Gianni Infantino cancela plan de inversión privada en el Mundial
Gianni Infantino ha tenido que pisar el freno. El presidente de FIFA ha retirado su controvertido proyecto FIFA Forward Enterprise, con el que pretendía abrir una parte del negocio del Mundial a la inversión privada, tras una oleada de rechazo global y un clima de protesta que ya amenazaba con desbordar a la propia organización.
El plan apuntaba alto: inyectar capital en cada una de las federaciones miembro de FIFA mediante la cesión de un porcentaje de los derechos del Mundial a un grupo inversor privado. Informaciones previas habían vinculado a Jason Kushner —hermano del yerno del expresidente de Estados Unidos Donald Trump, Jared Kushner— como figura clave al frente del consorcio.
La idea, presentada como una vía para fortalecer el desarrollo del fútbol en todo el planeta, terminó encendiendo todas las alarmas. No solo fuera de la casa del fútbol, también dentro.
Rebelión interna y boicot europeo
La presión se acumuló por varios frentes. En el entorno más cercano de Infantino, Carlos Cordeiro, asesor y ex presidente de la federación de fútbol de Estados Unidos, dimitió. El golpe fue doble cuando el director de operaciones de FIFA, Kevin Lamour, hizo público que se sentía “engañado” por su propio presidente.
El terremoto no se quedó ahí. UEFA dio el paso que nadie quería ver escrito: anunció que todas sus federaciones miembro boicotearían las competiciones organizadas por FIFA, incluidos los Mundiales masculino y femenino. Un desafío directo al corazón del calendario internacional.
Esa postura encontró respaldo inmediato en dos pilares más del mapa del fútbol: la confederación de Norte, Centroamérica y Caribe (CONCACAF) y la Confederación Asiática (AFC).
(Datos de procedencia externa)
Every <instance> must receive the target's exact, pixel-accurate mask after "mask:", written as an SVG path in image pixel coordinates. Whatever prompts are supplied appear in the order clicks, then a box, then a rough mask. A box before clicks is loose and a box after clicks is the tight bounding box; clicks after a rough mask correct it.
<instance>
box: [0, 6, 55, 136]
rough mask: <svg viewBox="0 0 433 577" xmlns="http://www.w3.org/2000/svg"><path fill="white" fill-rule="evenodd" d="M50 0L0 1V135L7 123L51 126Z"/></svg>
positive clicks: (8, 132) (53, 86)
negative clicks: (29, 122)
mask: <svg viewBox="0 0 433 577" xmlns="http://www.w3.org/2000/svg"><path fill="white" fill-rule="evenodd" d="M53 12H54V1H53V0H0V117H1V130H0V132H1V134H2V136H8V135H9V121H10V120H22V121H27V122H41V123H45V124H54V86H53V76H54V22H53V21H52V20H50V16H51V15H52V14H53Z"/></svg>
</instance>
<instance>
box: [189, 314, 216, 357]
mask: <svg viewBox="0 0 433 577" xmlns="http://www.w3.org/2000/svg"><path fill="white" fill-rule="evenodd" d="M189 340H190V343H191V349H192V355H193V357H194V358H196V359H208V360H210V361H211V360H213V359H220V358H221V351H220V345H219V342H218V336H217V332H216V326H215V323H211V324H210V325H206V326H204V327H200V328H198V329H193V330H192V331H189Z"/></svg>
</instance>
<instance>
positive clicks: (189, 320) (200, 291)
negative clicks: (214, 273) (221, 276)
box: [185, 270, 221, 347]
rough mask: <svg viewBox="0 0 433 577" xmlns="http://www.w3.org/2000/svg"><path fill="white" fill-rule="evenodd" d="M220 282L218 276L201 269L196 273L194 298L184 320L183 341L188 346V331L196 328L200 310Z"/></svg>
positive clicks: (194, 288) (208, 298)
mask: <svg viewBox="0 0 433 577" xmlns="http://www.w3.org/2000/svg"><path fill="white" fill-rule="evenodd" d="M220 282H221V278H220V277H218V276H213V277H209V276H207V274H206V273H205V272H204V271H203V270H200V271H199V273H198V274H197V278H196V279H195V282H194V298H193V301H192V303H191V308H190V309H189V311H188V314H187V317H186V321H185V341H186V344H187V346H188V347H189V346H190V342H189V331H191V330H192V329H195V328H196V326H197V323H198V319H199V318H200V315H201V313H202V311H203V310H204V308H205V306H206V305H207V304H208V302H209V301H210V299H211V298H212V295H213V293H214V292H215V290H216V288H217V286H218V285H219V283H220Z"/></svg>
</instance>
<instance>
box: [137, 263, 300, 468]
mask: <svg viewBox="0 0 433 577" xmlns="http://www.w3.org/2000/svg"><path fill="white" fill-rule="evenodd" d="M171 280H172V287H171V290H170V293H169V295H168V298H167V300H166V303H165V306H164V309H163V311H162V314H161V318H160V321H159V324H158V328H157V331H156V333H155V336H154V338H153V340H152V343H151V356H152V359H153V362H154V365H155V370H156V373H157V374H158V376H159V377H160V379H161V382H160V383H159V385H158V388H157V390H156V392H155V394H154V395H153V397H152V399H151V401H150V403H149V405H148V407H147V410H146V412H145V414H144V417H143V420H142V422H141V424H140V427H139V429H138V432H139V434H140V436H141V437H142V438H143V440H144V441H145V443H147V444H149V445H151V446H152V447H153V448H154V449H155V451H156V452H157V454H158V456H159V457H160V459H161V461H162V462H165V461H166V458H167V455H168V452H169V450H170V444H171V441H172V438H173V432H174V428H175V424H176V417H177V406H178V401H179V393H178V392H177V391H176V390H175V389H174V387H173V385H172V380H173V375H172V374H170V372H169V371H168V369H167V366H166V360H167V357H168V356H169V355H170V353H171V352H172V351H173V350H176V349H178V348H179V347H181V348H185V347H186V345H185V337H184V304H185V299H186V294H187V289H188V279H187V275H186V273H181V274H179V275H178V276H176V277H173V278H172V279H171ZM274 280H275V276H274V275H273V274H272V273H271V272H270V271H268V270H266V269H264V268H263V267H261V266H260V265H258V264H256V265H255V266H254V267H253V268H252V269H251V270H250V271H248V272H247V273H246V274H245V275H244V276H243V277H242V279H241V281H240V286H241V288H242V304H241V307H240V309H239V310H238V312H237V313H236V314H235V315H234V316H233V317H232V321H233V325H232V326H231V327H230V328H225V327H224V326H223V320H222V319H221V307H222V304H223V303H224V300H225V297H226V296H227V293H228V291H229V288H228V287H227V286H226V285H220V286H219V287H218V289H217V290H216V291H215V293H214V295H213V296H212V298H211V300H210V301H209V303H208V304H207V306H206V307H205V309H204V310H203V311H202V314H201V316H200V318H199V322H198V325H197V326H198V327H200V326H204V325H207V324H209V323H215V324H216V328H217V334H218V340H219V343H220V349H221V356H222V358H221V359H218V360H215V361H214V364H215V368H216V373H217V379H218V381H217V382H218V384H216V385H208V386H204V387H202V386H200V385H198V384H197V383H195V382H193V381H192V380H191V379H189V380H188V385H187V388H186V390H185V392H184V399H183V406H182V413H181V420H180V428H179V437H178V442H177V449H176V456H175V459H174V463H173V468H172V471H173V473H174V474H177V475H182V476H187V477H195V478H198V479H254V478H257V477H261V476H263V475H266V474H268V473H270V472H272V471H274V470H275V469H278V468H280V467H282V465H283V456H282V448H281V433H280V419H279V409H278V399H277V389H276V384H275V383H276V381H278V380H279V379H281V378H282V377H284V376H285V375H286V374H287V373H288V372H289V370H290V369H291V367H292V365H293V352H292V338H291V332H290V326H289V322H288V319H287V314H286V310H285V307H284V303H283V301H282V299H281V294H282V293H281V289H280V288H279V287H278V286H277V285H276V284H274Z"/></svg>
El riesgo de una fractura histórica ya no era un escenario teórico, sino una amenaza tangible.
El comunicado que marca un giro
Con el fuego político en plena expansión, FIFA difundió en la noche del viernes un texto escueto, titulado simplemente “Comunicado atribuible al Presidente de FIFA”. En él, Infantino reconoce que el proyecto ha dejado de ser viable.
Según sus propias palabras, FIFA Forward Enterprise nació con la intención de “fortalecer aún más” a las asociaciones miembro y al fútbol mundial, “especialmente en aquellos países donde el apoyo es más necesario”, siempre condicionado a la aprobación de la mayoría de las federaciones y a un proceso de consulta con el Consejo de FIFA, las confederaciones y otros actores relevantes.
La realidad le golpeó de frente. “Tras escuchar atentamente todos los puntos de vista, ha quedado claro que el proyecto ha creado divisiones de tal naturaleza que, independientemente del nivel de apoyo, ya no responde al objetivo inicial”, admite Infantino en la nota.
La frase clave llega sin rodeos: “Como resultado, esta propuesta no seguirá adelante”.
Un presidente a la defensiva
Infantino intenta reencuadrar el episodio bajo el lema que ha repetido desde su llegada al cargo: “Nuestro propósito siempre ha sido —y siempre será— unir y mejorar”. Pero el desenlace deja la sensación de un presidente forzado a retroceder ante un bloqueo político de dimensiones inéditas en su mandato.
El mensaje final del suizo mira al corto plazo: asegura que su intención es reunir de nuevo a “todas las partes interesadas” en los próximos días y semanas, con la idea de seguir impulsando el crecimiento del fútbol “en todas partes”, con especial foco en los países que más apoyo necesitan.
La batalla por el control del futuro económico del Mundial, sin embargo, ya ha dejado cicatrices. La pregunta ahora es si este frenazo servirá para recomponer puentes o si solo ha sido la primera gran advertencia de las federaciones a la presidencia de FIFA sobre hasta dónde están dispuestas a llegar para defender el corazón del torneo más poderoso del planeta.